OpenAI launched DALL-E and CLIP, these two new generative AI models can generate images based on your text and classify the images separately. DALL·E is a neural network that can generate images from the most vulgar text and image descriptions entered, such as “an armchair like an avocado”, or “the cat on the top is exactly the same as the sketch” at the bottom. CLIP uses one This new image classification training method aims to be more accurate, efficient and flexible in various image types.

This Generative Pre-trained Transformer 3 (GPT-3) model from an American AI company uses deep learning to create images and human-like text. With DALL·E trained, various (sometimes surreal) images can be created based on text input, making your imagination confusing. However, because DALL-E obtains images from the Web to create its own images, this model also raises questions about copyright issues.

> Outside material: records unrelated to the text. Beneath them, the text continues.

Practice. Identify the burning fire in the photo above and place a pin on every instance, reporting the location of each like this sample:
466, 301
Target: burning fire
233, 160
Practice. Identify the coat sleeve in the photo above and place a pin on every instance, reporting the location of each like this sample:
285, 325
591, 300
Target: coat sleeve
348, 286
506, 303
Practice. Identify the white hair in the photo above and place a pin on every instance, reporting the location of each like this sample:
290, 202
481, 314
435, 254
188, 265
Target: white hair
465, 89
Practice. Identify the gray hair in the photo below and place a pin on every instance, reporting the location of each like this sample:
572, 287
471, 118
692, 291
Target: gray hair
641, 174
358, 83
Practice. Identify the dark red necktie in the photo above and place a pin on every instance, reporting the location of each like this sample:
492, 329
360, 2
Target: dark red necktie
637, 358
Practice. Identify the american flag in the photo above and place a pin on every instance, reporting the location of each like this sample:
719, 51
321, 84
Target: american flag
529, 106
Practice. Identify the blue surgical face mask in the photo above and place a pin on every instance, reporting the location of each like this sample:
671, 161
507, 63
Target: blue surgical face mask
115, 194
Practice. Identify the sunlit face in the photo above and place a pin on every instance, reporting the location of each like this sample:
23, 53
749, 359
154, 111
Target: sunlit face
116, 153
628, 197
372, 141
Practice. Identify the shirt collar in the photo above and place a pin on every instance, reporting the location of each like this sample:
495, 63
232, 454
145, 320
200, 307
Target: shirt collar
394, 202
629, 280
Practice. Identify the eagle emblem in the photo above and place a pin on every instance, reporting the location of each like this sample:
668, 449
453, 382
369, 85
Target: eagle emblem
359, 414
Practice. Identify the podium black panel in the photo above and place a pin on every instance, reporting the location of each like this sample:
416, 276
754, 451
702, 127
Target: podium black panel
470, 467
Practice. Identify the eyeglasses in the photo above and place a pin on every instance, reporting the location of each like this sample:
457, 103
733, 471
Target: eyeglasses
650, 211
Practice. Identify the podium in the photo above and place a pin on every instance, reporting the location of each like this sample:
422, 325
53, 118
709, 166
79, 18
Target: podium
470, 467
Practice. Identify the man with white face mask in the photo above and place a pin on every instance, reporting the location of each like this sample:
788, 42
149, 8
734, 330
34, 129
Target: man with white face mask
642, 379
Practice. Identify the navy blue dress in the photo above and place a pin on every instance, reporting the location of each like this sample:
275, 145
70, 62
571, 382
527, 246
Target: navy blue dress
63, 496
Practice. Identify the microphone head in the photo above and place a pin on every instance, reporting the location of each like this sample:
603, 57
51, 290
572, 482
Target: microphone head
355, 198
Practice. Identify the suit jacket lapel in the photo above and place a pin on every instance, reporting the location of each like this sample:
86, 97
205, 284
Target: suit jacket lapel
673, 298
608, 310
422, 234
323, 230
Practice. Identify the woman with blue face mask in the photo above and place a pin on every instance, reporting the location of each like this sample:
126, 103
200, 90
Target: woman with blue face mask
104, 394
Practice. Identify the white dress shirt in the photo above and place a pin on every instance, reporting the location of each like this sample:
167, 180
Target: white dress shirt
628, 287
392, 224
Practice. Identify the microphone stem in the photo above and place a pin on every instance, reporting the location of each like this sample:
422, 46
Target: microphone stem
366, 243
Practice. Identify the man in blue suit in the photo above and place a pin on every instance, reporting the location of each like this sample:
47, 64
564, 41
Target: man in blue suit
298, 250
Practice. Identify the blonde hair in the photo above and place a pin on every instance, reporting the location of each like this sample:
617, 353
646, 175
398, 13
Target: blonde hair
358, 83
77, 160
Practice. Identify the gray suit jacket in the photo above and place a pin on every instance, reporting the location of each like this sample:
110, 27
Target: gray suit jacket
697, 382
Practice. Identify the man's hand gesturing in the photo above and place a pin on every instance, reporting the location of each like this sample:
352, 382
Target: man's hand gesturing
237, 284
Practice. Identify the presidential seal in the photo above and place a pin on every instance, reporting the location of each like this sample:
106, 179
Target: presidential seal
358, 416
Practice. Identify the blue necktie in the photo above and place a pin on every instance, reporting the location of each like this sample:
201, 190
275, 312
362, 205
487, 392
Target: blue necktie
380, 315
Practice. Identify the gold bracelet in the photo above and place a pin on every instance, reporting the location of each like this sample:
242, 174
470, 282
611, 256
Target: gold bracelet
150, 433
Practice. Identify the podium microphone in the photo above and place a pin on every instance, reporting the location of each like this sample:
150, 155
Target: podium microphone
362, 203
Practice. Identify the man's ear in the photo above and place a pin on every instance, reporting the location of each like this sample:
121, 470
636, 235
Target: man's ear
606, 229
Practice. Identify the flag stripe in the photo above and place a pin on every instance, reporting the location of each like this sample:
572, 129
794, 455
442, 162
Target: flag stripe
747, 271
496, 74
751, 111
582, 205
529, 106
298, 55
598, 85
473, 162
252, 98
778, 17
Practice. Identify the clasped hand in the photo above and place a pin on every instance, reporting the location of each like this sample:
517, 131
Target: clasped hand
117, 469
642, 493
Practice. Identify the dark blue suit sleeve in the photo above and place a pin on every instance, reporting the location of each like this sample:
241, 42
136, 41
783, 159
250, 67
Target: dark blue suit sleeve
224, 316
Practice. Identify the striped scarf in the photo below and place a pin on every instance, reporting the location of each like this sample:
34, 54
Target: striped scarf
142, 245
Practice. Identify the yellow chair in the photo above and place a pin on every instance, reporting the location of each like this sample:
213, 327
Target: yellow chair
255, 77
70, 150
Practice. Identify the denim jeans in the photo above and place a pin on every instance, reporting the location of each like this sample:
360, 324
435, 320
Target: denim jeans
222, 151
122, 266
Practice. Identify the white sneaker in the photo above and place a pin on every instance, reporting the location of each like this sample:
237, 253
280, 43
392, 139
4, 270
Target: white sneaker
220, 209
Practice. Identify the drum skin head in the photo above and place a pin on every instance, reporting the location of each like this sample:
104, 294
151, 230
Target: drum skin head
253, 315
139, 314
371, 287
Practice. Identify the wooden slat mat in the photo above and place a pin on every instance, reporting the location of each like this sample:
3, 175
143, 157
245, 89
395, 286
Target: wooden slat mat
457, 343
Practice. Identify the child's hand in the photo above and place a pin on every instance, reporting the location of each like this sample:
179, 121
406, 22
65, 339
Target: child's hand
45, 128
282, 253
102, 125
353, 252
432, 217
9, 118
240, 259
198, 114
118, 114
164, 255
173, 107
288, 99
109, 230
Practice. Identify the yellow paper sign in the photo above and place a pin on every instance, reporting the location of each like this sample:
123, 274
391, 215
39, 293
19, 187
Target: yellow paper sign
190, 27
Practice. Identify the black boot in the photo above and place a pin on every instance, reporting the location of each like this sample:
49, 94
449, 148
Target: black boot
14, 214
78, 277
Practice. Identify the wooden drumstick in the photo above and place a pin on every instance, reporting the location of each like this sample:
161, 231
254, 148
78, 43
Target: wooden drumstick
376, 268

AI illustrator DALL·E creates weird images

As you might have guessed, the name DALL·E is a portrayal of the surrealist artists Salvador Dali and Pixar’s WALL·E. DALL·E can use text and image input to create weird images. For example, it can create “an illustration of a carrot walking a dog in Tutu Rabbit” or a “snail made of a harp”. DALL·E is not only trained to generate images from scratch, but it can also regenerate any existing images in a manner consistent with text or image prompts.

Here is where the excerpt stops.